Dealing with self-harm is also challenging on a personal level. With the above incident, I found it incredibly difficult not to get angry with the patient for causing so much trouble for me and my colleagues and for putting himself and others at risk in this way. It’s hard when the same people self harm over and over and you have to deal with the consequences when you’re already very busy. Especially when they said they wouldn’t and you gave them your trust. There was a patient on the ward I was on a short while ago who would take small Paracetamol overdoses virtually every time she went off the ward, despite assuring you she wouldn’t. Each time we knew it wasn’t enough to be seriously harmful, but we still had all the extra work of ringing doctors, hospital visits, paperwork, etc. It’s hard to be patient sometimes.

When a patient self-harms it’s basically the psyche nurse’s job to pick up the pieces. Call an ambulance or doctor, clean up the wound, put on a temporary dressing, escort the patient to A&E if necessary, and do the reams of paperwork it causes. It’s difficult – psyche nurses, bizarrely, are not trained in dressing wounds, stitching or anything like that. Other than a lesson in very basic wound care and aseptic technique at uni, I never had any sort of tutelage in wound care or dressing. Wound care tends to be left to the junior doctors, who instruct nurses on when to change the dressings and how.

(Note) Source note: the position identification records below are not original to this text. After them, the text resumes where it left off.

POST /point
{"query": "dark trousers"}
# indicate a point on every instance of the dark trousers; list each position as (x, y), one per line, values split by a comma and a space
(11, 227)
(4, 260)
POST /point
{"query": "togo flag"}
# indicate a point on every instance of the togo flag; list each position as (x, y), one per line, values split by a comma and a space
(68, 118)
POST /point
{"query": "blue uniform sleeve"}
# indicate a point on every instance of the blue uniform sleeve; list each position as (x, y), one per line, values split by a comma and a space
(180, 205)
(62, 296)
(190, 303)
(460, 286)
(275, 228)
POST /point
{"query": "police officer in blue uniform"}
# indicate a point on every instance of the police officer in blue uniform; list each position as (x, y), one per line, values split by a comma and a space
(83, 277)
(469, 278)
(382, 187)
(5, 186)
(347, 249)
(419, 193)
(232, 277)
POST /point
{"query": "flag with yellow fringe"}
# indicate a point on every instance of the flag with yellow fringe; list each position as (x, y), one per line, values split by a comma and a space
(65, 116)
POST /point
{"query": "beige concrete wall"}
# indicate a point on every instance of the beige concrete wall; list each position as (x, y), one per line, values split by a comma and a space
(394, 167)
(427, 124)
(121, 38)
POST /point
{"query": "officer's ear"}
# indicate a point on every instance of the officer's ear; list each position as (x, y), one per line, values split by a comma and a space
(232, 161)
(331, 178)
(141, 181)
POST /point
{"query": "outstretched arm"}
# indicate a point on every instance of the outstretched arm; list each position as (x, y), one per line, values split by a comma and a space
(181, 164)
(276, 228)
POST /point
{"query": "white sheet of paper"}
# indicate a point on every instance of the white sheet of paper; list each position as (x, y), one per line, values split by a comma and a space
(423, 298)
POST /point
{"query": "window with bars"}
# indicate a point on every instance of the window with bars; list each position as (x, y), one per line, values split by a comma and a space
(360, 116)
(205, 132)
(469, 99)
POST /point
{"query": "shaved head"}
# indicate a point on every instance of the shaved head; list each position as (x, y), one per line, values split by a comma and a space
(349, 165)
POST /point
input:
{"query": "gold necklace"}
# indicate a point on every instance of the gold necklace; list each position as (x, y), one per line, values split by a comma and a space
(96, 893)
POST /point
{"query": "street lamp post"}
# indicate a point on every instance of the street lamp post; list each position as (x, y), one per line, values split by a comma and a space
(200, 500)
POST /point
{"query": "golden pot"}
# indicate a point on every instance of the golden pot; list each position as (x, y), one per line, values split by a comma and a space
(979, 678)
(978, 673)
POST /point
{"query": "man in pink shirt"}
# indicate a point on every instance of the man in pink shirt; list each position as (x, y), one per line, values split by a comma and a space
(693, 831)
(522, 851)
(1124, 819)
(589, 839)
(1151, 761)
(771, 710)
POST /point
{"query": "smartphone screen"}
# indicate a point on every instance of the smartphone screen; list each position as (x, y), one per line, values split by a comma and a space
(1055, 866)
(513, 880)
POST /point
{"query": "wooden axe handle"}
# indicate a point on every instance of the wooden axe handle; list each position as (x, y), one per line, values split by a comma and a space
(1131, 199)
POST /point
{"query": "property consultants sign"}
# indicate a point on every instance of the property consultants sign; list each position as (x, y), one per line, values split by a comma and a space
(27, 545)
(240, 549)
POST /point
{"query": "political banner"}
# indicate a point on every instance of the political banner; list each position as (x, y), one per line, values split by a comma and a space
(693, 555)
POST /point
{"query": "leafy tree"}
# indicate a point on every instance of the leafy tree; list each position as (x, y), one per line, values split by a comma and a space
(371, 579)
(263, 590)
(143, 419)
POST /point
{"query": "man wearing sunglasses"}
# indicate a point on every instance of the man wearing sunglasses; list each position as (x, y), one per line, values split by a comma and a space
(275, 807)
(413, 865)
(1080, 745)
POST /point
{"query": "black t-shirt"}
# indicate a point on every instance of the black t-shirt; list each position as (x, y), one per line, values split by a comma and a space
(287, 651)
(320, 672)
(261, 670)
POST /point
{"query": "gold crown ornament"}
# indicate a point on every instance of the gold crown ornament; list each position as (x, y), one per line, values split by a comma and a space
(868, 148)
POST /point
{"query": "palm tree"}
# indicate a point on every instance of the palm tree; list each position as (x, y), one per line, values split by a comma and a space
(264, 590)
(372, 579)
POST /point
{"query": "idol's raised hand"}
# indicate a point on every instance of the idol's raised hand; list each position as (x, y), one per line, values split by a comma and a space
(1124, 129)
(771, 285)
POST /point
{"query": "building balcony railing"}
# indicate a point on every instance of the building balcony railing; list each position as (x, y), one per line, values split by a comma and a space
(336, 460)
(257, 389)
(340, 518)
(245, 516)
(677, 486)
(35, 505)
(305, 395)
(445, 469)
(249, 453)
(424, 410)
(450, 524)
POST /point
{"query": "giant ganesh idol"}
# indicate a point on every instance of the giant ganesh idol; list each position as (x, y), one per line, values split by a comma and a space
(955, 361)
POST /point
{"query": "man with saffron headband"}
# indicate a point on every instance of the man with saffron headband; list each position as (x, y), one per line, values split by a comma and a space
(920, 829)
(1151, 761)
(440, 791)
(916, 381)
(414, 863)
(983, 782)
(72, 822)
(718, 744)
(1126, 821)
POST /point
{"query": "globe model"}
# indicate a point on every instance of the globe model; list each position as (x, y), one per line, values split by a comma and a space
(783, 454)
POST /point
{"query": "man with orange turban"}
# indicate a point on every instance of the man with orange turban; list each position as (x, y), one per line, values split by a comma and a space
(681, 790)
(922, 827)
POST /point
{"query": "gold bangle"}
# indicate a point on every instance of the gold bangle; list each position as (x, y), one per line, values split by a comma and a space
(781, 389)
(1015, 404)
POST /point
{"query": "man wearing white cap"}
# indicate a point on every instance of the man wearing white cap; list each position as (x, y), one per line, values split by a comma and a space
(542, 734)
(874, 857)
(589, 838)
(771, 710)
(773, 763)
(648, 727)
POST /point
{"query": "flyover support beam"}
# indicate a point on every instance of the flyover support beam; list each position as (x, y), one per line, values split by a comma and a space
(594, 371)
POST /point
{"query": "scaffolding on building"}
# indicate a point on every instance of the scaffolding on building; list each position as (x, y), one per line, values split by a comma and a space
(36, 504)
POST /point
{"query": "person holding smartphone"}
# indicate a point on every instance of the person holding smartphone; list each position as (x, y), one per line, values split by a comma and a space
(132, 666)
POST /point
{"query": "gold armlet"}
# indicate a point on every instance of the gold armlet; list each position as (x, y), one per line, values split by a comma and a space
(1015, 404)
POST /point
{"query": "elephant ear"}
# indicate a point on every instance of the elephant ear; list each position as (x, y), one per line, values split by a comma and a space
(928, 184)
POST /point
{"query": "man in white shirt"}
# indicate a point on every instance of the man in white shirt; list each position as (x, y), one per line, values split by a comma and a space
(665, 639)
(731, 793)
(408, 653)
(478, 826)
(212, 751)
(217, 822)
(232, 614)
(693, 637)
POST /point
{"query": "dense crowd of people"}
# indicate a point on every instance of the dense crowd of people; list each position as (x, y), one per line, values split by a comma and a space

There tends to be a dispute among psyche nurses about the proper way to deal with self-harming. Balancing risk and promoting responsibility is a balancing act and all nurses have different opinions. Some argue that self-harm is a coping strategy, albeit a maladaptive one, and that patients should be allowed to utilise it in a safe manner. Others take the opposite view and believe self-harm should be prevented at all costs and every single possible risk should be eliminated. Actual practice tends to fall somewhere in the middle. Obvious risks are eliminated as much as practicable. Known cutters are supervised when shaving and searched for sharp objects when returning from leave; burners aren’t allowed cigarette lighters and supervised when smoking, etc. But risks can never be completely eliminated and at some point the patients have to take responsibility for themselves. It all comes down to care-planning and risk assessment. For example, a well-known patient to the ward I was on would self-harm by inserting staples and metal pins under their skin. There was no way we could stop them without massively infringing on their right to autonomy and it being a massive drain on staff resources. So they were given access to dressings and a doctor would periodically check their wounds for signs of infection.

Suicide attempts are one of the most challenging parts of the job of a psyche nurse. They’re not common, and most are not serious attempts, but are often made to sabotage care, make a point, etc. It’s unfortunate but true that some patients will use the threat of suicide as a way to get what they want, even making serious attempts but at times that they know someone will find them. Again, dealing with this sort of behaviour is very challenging, and is a major reason so many nurses become cynical (myself included). However very occasionally someone will make a genuine, real attempt to commit suicide, usually when off the ward. It’s never happened to me. In fact I only ever knew one patient who successfully committed suicide after being discharged, and I was a student. He drowned himself in a lake after convincing the whole team he was well enough to go home.

The job of the nurse is obviously to prevent suicide as much as possible. Hourly checks of the ward are done by all staff in turn, but those patients who are perceived to be a high suicide risk can be monitored more frequently, to the point where a member of staff can be within arms reach. They will be monitored until staff are satisfied the risk has decreased, and as a team the nurses and sometimes doctors will decide to reduce the observation levels. It’s a lot of responsibility and sometimes we will be wrong. The media love to vilify us for getting it wrong when someone manages to commit suicide under our care, but we’re not faultless and we’re not psychic.